キャッシュ・フロー対有利子負債比率(年)

3.6

インタレスト・カバレッジ・レシオ(倍)

26.5

 

自己資本比率:自己資本/総資産

時価ベースの自己資本比率:株式時価総額/総資産

キャッシュ・フロー対有利子負債比率:有利子負債/キャッシュ・フロー

インタレスト・カバレッジ・レシオ:キャッシュ・フロー/利払い

(注)1.株式時価総額は、期末株価終値×期末発行済株式数(自己株式控除後)により算出しております。

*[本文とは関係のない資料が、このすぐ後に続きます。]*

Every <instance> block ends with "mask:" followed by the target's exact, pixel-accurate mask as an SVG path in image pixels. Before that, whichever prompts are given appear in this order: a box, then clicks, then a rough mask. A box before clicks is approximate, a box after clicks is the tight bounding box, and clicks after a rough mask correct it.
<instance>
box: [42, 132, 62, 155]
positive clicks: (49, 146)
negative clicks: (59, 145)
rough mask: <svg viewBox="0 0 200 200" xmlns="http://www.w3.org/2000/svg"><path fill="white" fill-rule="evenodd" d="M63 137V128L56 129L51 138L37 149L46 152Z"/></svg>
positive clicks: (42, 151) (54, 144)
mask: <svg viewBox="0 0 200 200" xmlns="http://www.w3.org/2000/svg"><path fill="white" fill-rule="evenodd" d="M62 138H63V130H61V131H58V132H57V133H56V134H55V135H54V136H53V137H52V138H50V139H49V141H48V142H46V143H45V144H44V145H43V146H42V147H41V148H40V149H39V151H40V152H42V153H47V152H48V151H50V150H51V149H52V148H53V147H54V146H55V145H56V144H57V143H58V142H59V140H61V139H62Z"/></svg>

 2.キャッシュ・フローは、キャッシュ・フロー計算書の営業活動によるキャッシュ・フローを使用しております。有利子負債は、貸借対照表に計上されている負債のうち利子を支払っている全ての負債を対象としております。また、利払いにつきましては、キャッシュ・フロー計算書の利息の支払額を使用しております。

 3.2021年2月期及び2022年2月期は、営業活動によるキャッシュ・フローがマイナスであるため、キャッシュ・フロー対有利子負債比率及びインタレスト・カバレッジ・レシオを記載しておりません。

 

 ⑥ 経営者の問題認識と今後の方針について

当社は「豊かな食事文化を創造、提供する」ことを企業使命とし、多目的な会食空間をお客様にご利用頂くために、食事の豊かさと楽しさを提供するホスピタリティの充実に努めると共に、企業価値の増大を目指してまいります。

特に、企業価値の増大を重要な経営課題と位置づけ、その目的を達成するために、お料理とサービスのより一層の充実に努めると共に、一方では全社的な業務の見直しを継続的に行い効率化を推進するなど、経営資源の有効かつ適切な投入を行ってまいります。